From flat earthers and climate change deniers to alt-right extremists and Bigfoot believers, conspiracy theorists have a long history of posting to YouTube. When users spend time watching their videos, the algorithm propels them further down the rabbit hole, simultaneously reaching a larger audience and conferring an air of legitimacy. As Giansiracusa explains, “Even if a particular conspiracy theory seems blatantly implausible, the viewer tends to feel that all signs are pointing to the same hidden truth” when YouTube recommends a sequence of similarly themed videos from multiple creators.
Although his book demonstrates how AI algorithms have played “an alarming role in the spread of fake news and disinformation,” Giansiracusa wants readers to refrain from rising against the machines. Indeed, he says, we can use these programs to achieve positive outcomes — for example, identifying when hate speech is shared via social media platforms, or assessing the validity of questionable content and promoting only verified news sources in search rankings.

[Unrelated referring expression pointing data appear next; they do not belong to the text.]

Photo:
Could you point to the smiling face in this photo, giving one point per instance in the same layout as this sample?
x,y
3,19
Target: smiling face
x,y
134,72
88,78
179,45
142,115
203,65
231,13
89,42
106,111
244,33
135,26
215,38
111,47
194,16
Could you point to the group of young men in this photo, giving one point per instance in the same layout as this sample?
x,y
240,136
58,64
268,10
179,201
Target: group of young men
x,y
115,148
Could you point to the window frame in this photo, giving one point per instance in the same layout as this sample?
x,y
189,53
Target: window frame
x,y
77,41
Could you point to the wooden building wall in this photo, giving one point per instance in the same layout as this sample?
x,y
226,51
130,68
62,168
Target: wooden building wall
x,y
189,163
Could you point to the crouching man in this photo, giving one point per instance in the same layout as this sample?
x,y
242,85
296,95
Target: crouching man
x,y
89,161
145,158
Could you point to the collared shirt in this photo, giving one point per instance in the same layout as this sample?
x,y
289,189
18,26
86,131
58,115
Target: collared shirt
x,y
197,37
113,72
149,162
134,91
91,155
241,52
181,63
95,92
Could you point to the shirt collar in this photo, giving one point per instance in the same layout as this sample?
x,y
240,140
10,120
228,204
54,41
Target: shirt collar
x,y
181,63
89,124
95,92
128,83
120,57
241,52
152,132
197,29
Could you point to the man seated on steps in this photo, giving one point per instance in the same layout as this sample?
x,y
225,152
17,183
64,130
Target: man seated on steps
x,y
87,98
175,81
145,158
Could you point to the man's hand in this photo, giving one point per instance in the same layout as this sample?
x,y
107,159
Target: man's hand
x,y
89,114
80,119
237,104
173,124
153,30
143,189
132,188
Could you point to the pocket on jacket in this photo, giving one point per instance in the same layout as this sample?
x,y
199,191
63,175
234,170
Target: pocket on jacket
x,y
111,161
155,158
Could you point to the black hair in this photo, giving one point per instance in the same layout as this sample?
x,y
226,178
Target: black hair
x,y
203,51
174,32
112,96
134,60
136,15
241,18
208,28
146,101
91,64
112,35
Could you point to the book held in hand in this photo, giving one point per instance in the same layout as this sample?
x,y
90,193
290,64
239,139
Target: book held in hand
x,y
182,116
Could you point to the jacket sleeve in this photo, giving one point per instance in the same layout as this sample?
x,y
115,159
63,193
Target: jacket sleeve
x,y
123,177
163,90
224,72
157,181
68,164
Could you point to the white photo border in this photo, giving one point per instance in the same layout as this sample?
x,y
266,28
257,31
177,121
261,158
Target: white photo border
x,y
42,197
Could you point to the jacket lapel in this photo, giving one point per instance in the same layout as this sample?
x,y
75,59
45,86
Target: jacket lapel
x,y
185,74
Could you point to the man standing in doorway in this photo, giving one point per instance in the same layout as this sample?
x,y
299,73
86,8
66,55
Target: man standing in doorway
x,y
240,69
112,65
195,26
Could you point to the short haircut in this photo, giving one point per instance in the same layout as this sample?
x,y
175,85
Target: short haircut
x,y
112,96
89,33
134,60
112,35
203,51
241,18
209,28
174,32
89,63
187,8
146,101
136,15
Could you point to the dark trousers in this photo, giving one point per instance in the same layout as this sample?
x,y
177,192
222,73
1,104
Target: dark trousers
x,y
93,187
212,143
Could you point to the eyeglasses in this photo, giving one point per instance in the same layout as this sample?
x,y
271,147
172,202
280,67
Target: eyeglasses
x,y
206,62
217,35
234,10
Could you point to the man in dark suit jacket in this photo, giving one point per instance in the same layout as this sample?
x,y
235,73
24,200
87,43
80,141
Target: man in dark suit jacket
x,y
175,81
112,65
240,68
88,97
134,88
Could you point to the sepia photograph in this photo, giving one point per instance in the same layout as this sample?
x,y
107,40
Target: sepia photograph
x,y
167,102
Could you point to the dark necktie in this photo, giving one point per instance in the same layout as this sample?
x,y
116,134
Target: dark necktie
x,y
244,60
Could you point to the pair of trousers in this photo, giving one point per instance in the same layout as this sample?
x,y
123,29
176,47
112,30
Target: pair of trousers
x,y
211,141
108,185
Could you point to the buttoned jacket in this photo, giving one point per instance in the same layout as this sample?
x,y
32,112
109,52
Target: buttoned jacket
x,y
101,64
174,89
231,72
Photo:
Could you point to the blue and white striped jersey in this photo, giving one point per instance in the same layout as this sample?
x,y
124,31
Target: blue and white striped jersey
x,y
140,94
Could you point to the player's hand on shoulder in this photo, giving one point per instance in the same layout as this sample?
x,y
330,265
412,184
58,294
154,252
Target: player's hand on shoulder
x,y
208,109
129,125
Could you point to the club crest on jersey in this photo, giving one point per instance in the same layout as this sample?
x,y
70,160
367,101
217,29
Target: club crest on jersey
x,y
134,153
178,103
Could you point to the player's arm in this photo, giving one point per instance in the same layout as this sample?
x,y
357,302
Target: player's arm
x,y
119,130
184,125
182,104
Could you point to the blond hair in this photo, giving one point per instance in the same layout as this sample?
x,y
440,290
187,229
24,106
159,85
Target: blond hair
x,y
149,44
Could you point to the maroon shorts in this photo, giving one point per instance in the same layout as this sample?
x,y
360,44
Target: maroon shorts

But this will require supervision. “Even the best AI algorithms today don’t form abstract conceptualizations or common sense the way a human brain does — they just find patterns when hoovering up reams of data,” he explains. “They are fantastic tools, but they need human guidance.”
In Giansiracusa’s view, it’s the companies who continue to use these powerful programs, despite the discord they sow, that are to blame. He maintains that federal oversight is necessary to ensure that Google, Facebook, YouTube, and other digital advertisers become more transparent with their algorithms and accountable for their actions. And he’s already found some powerful allies who echo this call to action: Nobel Prize-winning economist Paul Romer reached out to Giansiracusa after reading his book (of which Romer says, “There is no better guide to the strategies and stakes of this battle for the future”) to collaborate about ways to keep Big Tech in check.
Through this promising new partnership, Giansiracusa hopes to raise greater awareness and support for government regulation. After all, he says, we can’t rely on the companies to fix the problems themselves: “There is no real financial incentive for being truthful.”